Landlords sue over Oregon eviction bans
PORTLAND, Ore. (AP) — Landlords in Oregon are suing Gov. Kate Brown, the state, Multnomah County and Portland for the newly extended eviction bans as they see non-payment from tenants.
Moe Farhoud, and Tyler and Crystal Sherman filed the lawsuit in federal court on Monday as state lawmakers approved pandemic-related bills during a one-day special session, KOIN-TV reported. The bills included rent relief for landlords and an extension on the statewide eviction moratorium through June.
Farhoud owns about 1,200 apartment units, while the Shermans have 22 units, according to the lawsuit. Farhoud claims to be owed more than $1 million in back rent from March on, according to the lawsuit, while the Shermans say they are owed more than $8,000.
The filing says the $200 million included in the “landlord assistance” bill passed by lawmakers Monday comes up short to an estimated $800 to $900 million owed in the state; however, the lawsuit did not cite where it found the estimated figure.
The lawsuit claims the moratorium on rent “exceed the bounds of the State’s police power are instead an attempted exercise of eminent domain.”
The plaintiffs want the eviction moratoriums put in place by Brown, the state and the municipalities to be declared as unconstitutional or have an injunction put in place that would require Brown, lawmakers and other key players “to design and implement a plan to adequately compensate” them and other landlords for their losses incurred by the moratorium.

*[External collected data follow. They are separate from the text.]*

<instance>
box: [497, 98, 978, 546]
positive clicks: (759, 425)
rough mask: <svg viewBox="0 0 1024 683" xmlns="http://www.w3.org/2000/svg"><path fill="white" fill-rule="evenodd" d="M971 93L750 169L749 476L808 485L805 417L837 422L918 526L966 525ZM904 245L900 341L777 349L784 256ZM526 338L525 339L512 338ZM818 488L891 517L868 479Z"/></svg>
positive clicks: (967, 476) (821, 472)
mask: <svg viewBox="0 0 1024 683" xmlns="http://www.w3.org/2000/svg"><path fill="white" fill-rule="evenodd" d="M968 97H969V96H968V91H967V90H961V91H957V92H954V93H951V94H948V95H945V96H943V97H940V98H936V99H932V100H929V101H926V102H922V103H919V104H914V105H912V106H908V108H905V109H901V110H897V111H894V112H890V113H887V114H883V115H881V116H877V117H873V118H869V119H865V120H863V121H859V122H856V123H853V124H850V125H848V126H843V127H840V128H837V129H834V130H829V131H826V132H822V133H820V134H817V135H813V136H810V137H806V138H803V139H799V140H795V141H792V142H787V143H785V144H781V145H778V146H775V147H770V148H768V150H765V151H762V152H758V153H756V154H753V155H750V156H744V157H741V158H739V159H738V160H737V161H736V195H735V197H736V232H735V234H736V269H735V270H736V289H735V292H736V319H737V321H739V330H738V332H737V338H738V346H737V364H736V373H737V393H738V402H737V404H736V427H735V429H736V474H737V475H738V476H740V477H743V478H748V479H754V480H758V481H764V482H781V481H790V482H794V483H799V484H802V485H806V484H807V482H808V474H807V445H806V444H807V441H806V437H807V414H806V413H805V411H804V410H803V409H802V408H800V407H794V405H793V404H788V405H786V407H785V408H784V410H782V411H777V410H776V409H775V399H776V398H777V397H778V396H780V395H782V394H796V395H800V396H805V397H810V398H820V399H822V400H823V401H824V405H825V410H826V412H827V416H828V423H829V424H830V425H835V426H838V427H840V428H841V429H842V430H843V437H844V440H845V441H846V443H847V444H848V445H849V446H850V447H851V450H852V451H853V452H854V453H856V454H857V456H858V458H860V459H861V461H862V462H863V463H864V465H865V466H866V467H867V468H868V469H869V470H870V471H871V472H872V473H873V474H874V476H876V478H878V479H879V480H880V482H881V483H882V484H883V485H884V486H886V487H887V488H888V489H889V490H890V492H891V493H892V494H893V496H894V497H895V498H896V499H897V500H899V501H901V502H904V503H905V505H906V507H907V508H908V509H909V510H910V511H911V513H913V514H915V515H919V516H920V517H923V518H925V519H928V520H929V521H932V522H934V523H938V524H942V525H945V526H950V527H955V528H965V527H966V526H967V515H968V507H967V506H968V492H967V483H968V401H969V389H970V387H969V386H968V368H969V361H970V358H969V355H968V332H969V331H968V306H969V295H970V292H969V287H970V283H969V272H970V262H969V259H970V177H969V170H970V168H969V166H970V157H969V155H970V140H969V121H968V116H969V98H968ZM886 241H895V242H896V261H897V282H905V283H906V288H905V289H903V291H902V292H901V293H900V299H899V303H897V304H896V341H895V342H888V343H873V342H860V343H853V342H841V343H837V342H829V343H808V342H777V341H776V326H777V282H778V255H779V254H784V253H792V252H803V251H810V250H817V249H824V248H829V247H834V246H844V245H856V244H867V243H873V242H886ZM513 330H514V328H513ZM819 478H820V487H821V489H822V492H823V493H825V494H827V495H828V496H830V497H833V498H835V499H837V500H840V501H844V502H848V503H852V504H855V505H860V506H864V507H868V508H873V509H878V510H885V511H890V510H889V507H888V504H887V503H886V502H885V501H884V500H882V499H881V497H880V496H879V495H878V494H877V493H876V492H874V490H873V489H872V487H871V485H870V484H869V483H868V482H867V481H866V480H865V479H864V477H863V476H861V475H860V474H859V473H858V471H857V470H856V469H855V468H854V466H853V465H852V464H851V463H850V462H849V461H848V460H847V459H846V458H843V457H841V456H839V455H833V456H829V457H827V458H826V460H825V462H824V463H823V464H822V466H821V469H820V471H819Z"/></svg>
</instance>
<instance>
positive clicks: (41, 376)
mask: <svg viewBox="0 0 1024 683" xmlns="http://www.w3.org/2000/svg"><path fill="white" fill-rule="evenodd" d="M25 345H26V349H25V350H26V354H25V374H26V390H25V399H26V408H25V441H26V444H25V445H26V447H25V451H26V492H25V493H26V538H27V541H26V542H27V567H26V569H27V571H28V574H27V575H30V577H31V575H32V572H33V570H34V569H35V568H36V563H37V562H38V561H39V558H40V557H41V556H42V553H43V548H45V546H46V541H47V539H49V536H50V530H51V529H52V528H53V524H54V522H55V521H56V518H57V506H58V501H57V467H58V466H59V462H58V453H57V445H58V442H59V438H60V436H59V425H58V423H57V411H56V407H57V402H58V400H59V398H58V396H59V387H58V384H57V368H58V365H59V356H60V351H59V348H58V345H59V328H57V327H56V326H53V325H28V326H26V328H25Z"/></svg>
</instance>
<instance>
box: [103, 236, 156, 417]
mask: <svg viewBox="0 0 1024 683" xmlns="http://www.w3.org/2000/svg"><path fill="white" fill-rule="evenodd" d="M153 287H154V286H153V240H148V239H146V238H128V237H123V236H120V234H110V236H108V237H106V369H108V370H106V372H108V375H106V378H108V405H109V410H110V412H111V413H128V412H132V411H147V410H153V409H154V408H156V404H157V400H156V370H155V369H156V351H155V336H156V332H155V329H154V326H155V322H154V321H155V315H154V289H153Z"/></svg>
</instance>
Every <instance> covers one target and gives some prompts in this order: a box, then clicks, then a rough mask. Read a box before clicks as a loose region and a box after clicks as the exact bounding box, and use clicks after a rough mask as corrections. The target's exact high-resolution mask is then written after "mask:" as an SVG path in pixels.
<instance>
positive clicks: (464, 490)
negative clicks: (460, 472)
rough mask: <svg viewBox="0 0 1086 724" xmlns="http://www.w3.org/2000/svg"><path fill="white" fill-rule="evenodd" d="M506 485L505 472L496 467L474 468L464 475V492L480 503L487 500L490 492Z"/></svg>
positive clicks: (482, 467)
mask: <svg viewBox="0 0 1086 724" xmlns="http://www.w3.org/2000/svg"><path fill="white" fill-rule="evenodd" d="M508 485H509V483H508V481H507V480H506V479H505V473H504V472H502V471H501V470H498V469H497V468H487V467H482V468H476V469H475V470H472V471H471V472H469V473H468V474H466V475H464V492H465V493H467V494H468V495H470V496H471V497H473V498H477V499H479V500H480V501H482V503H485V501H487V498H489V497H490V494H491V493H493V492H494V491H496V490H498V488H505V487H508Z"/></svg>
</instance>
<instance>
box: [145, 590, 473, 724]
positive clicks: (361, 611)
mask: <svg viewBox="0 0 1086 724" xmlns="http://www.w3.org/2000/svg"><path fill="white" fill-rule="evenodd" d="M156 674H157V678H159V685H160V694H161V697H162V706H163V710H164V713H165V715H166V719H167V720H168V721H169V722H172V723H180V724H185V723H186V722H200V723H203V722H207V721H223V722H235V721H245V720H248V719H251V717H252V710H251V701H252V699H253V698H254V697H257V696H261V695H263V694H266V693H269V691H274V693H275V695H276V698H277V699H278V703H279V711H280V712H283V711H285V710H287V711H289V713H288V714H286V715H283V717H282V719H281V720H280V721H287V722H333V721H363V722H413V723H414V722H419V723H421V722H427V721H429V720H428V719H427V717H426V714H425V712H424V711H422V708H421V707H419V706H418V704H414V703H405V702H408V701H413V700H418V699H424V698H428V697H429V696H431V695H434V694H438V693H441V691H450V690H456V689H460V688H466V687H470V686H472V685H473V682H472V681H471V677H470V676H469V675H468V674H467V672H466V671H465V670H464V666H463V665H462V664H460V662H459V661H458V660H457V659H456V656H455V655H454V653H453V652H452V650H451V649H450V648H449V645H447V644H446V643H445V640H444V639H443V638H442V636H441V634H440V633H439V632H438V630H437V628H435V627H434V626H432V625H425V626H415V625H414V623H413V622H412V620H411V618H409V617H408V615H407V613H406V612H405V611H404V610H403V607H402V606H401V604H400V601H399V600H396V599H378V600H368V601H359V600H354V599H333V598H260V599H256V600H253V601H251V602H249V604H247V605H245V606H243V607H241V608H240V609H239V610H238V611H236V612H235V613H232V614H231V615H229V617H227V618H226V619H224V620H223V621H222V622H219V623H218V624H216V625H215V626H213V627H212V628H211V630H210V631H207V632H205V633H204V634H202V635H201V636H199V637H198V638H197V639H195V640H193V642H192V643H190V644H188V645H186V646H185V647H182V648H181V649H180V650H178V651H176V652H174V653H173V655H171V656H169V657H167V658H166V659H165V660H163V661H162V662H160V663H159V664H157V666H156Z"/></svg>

In a statement to KOIN, a spokesperson for Gov. Brown’s office said the office generally doesn’t comment on pending litigation.
“However, I will point out that one of the Governor’s priorities for yesterday’s special session was relief for tenants and landlords,” Liz Merah wrote, adding that Brown “looks forward to signing this bill into law when it reaches her desk.”
Multnomah County Chair Deborah Kafoury also said in a statement that while the county doesn’t comment on pending lawsuits, “that in a state of emergency caused by a once-in-a-century pandemic, it is smart public health policy to prevent tens of thousands of our neighbors from losing their homes due to the impacts of COVID-19.”
Kafoury added: “And to be clear, the $26.4 million in COVID rent relief the County has been working to distribute goes directly to landlords.”